Intercept (Intercept Estimate = 0.8071):
smv (smv Estimate = -0.0995):
For every one-unit decrease in ‘smv,’ ‘actual_productivity’ is estimated to decrease by approximately 0.0995 units.
The estimate is negative, indicating that lower ‘smv’ values are associated with lower ‘actual_productivity.’
The p-value (1.29e-05) is very small, indicating that this effect is highly statistically significant.
wip (wip Estimate = 0.000117):
For every one-unit increase in ‘wip,’ ‘actual_productivity’ is estimated to increase by approximately 0.000117 units.

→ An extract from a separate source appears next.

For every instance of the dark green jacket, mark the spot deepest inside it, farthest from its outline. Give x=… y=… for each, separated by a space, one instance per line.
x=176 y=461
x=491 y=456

The estimate is positive, suggesting that higher ‘wip’ values are associated with slightly higher ‘actual_productivity.’
The p-value (8.77e-12) is very small, indicating that this effect is highly statistically significant.
no_of_workers (no_of_workers Estimate = 0.0021):
For every one-unit increase in ‘no_of_workers,’ ‘actual_productivity’ is estimated to increase by approximately 0.0021 units.
The estimate is positive, suggesting that having more workers is associated with higher ‘actual_productivity.’
The p-value (0.00609) is less than 0.01, indicating that this effect is statistically significant, though less so than ‘smv’ and ‘wip.’